The aluminum-foil tree with its plastic ornaments, the ragged red and green paper streamers, and the Styrofoam snowman with his missing nose and mangled top hat didn’t do much to cheer up the editorial office. I flinched when I remembered what Ginny had to work with in the reception area: three cardboard Magi, a Star of Bethlehem that had lost half of its pasted-on gold glitter, and a Holy Family fashioned from bread dough.
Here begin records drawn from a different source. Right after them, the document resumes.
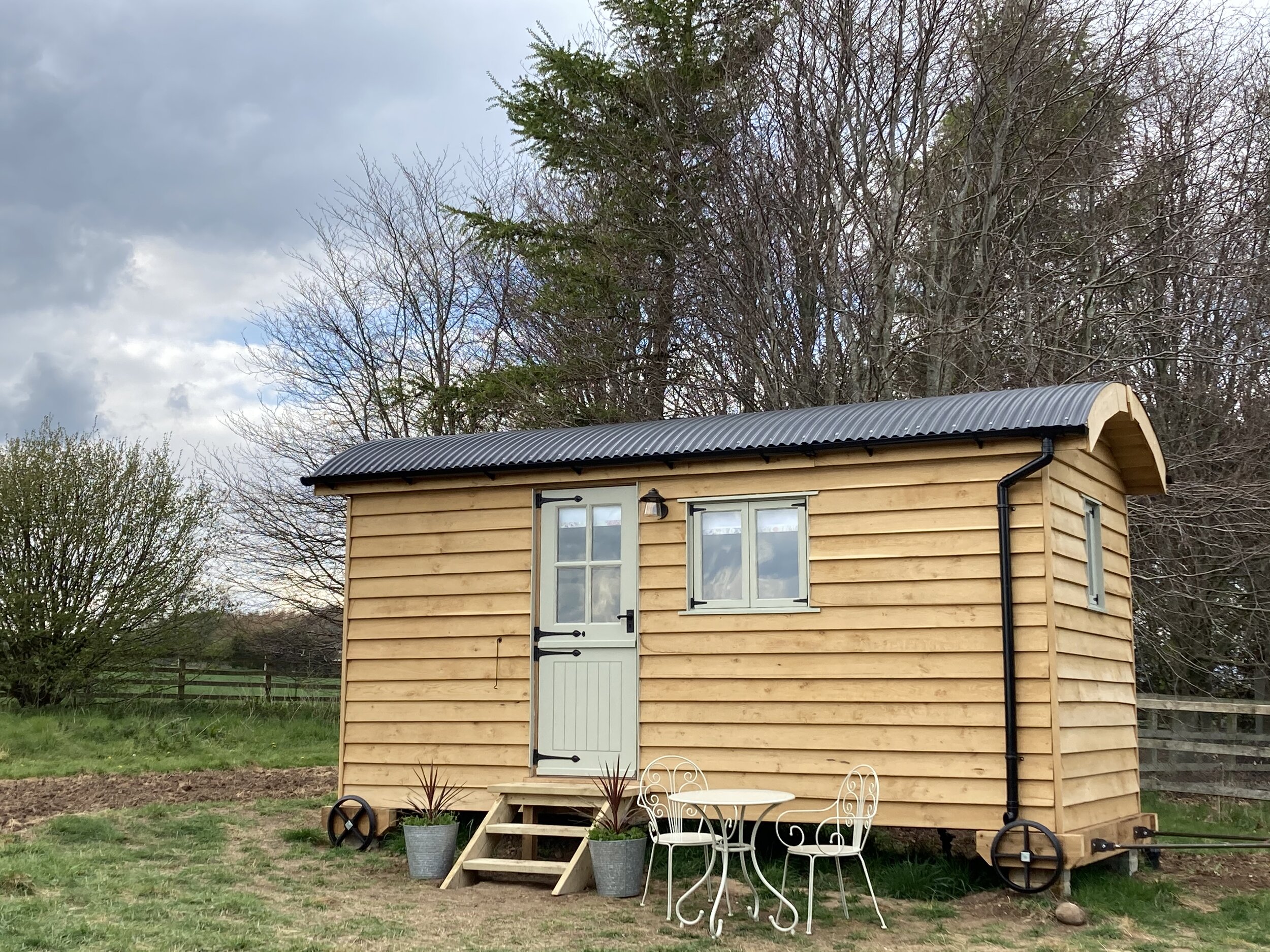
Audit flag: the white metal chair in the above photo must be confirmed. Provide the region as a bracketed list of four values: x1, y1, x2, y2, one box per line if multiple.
[776, 764, 886, 936]
[638, 756, 732, 921]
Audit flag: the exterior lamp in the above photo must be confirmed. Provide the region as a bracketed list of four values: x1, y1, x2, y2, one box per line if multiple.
[639, 489, 671, 519]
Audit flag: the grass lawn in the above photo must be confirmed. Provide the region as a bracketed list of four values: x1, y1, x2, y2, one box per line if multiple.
[0, 701, 339, 779]
[0, 800, 1270, 952]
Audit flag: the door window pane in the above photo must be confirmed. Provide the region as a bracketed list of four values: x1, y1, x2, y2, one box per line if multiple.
[754, 509, 799, 598]
[556, 568, 587, 623]
[591, 505, 622, 563]
[701, 512, 742, 602]
[556, 505, 587, 564]
[591, 565, 622, 622]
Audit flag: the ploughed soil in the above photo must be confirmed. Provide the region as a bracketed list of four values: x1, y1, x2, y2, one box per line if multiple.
[0, 767, 335, 832]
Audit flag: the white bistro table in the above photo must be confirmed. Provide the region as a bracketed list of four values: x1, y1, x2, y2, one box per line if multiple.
[670, 789, 798, 938]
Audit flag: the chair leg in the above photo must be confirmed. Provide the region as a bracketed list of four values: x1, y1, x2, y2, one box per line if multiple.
[833, 856, 851, 919]
[639, 840, 657, 905]
[665, 843, 675, 922]
[807, 856, 815, 936]
[776, 853, 790, 926]
[860, 857, 886, 929]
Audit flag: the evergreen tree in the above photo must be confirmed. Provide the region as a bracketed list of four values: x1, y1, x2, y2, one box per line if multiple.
[467, 0, 772, 423]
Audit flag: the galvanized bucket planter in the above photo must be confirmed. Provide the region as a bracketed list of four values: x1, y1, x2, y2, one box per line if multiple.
[591, 837, 648, 896]
[401, 823, 459, 880]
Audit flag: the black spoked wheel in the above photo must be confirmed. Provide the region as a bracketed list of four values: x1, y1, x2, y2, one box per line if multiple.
[327, 794, 375, 852]
[992, 820, 1063, 893]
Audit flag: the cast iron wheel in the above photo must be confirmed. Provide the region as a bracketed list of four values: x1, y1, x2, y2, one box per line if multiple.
[327, 794, 375, 852]
[992, 820, 1063, 893]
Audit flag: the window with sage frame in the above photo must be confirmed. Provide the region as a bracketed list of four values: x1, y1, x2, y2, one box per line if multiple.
[687, 497, 809, 612]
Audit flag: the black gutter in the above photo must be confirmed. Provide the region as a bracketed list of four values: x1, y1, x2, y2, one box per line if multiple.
[300, 423, 1086, 486]
[997, 436, 1054, 823]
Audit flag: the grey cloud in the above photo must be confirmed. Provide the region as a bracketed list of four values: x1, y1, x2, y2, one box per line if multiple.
[0, 0, 587, 314]
[0, 353, 101, 437]
[164, 383, 189, 416]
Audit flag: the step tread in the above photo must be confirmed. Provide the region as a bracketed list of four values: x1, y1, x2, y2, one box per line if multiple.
[488, 781, 602, 800]
[464, 858, 569, 876]
[485, 823, 588, 839]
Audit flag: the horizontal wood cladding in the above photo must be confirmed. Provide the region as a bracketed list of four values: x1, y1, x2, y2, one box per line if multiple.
[640, 701, 1051, 741]
[348, 527, 531, 559]
[640, 651, 1049, 680]
[640, 603, 1048, 635]
[1063, 791, 1142, 833]
[1058, 725, 1138, 754]
[344, 678, 530, 706]
[640, 723, 1052, 769]
[640, 673, 1049, 705]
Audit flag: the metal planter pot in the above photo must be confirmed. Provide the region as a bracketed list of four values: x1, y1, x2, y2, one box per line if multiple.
[591, 837, 648, 896]
[401, 823, 459, 880]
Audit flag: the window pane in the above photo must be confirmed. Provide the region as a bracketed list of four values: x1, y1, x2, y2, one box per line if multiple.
[556, 505, 587, 564]
[701, 512, 742, 602]
[591, 565, 622, 622]
[556, 569, 587, 623]
[591, 505, 622, 564]
[754, 509, 799, 598]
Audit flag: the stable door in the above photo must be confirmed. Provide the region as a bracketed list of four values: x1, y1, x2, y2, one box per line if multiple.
[533, 486, 639, 777]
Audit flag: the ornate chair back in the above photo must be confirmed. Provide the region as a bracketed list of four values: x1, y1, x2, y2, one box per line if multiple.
[638, 756, 710, 840]
[815, 764, 878, 849]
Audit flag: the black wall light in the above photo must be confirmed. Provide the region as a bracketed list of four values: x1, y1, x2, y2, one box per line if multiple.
[639, 489, 671, 519]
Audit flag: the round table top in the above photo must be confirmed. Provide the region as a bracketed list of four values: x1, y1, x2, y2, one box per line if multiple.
[670, 787, 794, 806]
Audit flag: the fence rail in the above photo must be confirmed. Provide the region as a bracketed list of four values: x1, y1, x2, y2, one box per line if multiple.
[1138, 695, 1270, 800]
[98, 659, 339, 702]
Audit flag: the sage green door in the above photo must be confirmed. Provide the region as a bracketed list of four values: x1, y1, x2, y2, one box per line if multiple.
[535, 486, 639, 777]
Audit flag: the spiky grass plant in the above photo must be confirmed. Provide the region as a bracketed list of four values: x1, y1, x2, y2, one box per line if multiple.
[588, 758, 644, 839]
[401, 762, 464, 827]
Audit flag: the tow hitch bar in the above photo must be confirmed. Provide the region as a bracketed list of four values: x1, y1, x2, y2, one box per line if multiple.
[1090, 827, 1270, 868]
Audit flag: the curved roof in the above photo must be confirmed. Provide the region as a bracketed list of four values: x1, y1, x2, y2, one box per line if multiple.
[301, 383, 1163, 493]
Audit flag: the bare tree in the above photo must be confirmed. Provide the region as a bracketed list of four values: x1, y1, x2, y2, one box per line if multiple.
[211, 154, 521, 613]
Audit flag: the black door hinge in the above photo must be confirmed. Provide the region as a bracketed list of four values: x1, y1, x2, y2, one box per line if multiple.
[533, 625, 587, 644]
[533, 645, 582, 662]
[533, 748, 582, 767]
[533, 489, 582, 509]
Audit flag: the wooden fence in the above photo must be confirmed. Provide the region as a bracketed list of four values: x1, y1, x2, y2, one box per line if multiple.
[1138, 695, 1270, 800]
[99, 659, 339, 702]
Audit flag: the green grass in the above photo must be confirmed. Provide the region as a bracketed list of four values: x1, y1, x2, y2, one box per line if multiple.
[0, 701, 339, 779]
[1072, 853, 1270, 949]
[1142, 794, 1270, 842]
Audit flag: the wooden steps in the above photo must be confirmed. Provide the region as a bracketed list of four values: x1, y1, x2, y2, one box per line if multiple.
[466, 860, 569, 878]
[487, 823, 587, 839]
[441, 779, 630, 896]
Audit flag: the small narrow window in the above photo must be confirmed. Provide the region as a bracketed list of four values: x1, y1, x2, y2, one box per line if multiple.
[688, 498, 808, 612]
[1085, 499, 1107, 612]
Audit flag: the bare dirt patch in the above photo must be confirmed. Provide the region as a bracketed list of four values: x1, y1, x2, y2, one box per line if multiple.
[0, 767, 335, 830]
[1158, 849, 1270, 896]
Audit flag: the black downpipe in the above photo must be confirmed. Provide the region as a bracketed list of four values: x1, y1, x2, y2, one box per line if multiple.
[997, 437, 1054, 823]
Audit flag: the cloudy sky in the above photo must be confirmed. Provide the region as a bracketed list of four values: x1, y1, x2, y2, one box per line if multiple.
[0, 0, 592, 449]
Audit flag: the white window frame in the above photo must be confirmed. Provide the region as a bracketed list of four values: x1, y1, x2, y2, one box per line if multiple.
[680, 493, 820, 614]
[1082, 497, 1107, 612]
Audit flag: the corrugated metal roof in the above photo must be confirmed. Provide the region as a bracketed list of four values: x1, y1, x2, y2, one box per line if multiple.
[301, 383, 1107, 486]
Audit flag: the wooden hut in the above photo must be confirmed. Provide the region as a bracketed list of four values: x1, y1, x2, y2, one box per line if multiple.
[305, 383, 1165, 894]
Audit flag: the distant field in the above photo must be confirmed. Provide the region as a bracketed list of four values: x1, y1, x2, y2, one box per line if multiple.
[0, 700, 339, 779]
[114, 664, 339, 702]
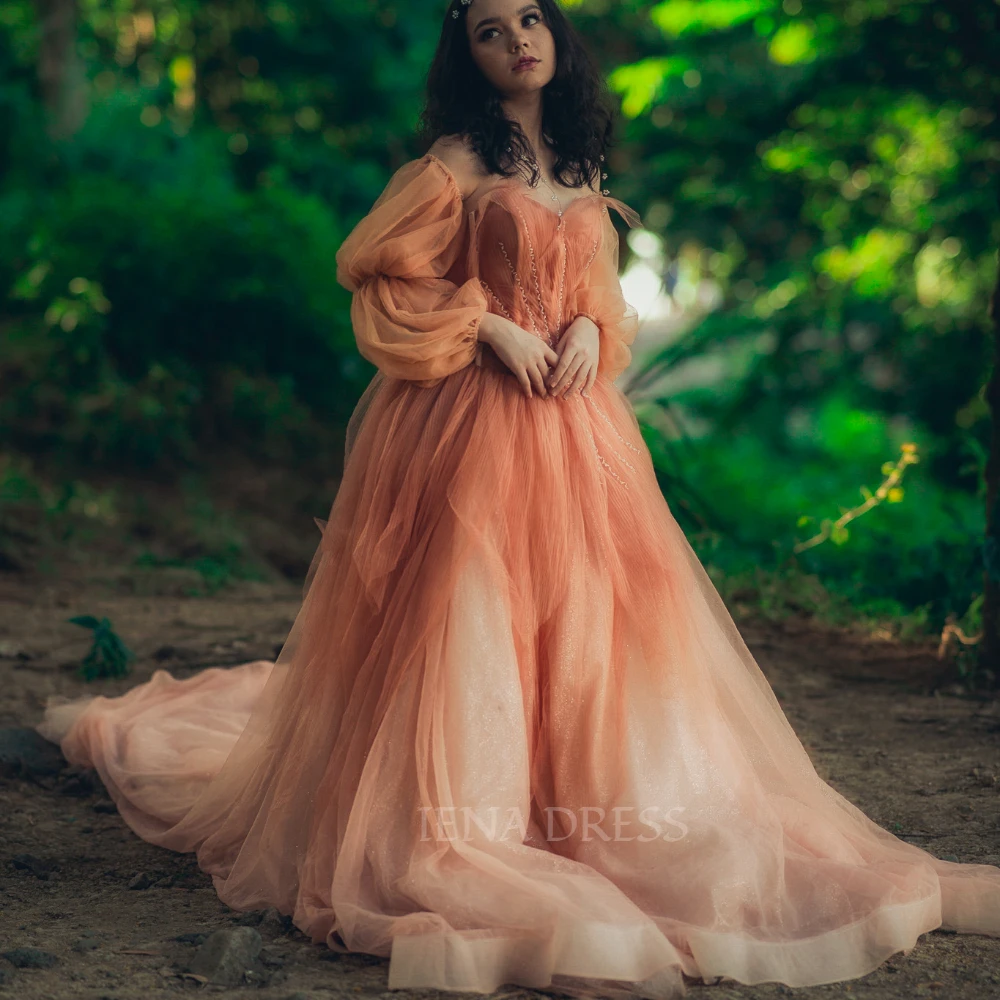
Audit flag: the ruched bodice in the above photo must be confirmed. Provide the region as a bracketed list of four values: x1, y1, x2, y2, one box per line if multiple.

The array was depressing.
“Nice decorations,” Ed Bronsky commented as he lumbered through the office. “I really like the tree. It’s like the one we have at home, only smaller. We put homemade stuff on it, like cranberries and popcorn and hard candy.”
Ben had left for the rectory and Vida had returned to her desk. “What a stupid idea,” she declared, narrowing her eyes at Ed. “I’ve seen your tree. By the day after Christmas, it’s bare. Your children have eaten all the decorations.” The accusing stare she gave Ed indicated that she thought he and his wife had probably helped.
I didn’t give Ed time to defend himself. “Here,” I said to Ginny and Carla. “I’m writing a check to Harvey’s Hardware and Sporting Goods Store. Go get something decent, and keep it under fifty bucks.”
Ed stopped removing his heavy overcoat. “Harvey Adcock! I was supposed to see him fifteen minutes ago! Wouldn’t you know it! He wants to double the size of his usual ad next week just because he thinks men like to get
tools and sports stuff for Christmas! Why can’t they be happy with a tie? I am.” He plodded out of the office behind Ginny and Carla.
Vida rolled her eyes. “Honestly,” she breathed. “It isn’t just that people are jackasses, Emma. It’s that there are so many
“I’m afraid so.” I poured a cup of coffee and sat down in Ed’s chair. “I’ve got to go see Milo and tell him about Carol Neal. Then he can start tracking her down and find out if she’s really missing.” I paused, waiting for Vida to respond. But Vida was doodling on a notepad. “If she’s the same Carol,” I went on, “then she must have known Bridget. Blanchet’s not that big—under a thousand students at the time, I’d guess.” Vida kept doodling. “I should have asked Mrs. Hoffman who Carol’s friends were, assuming she and Bridget weren’t buddies. Maybe Ben can call Bill Crowley. He’s been the chaplain there for almost ten years.”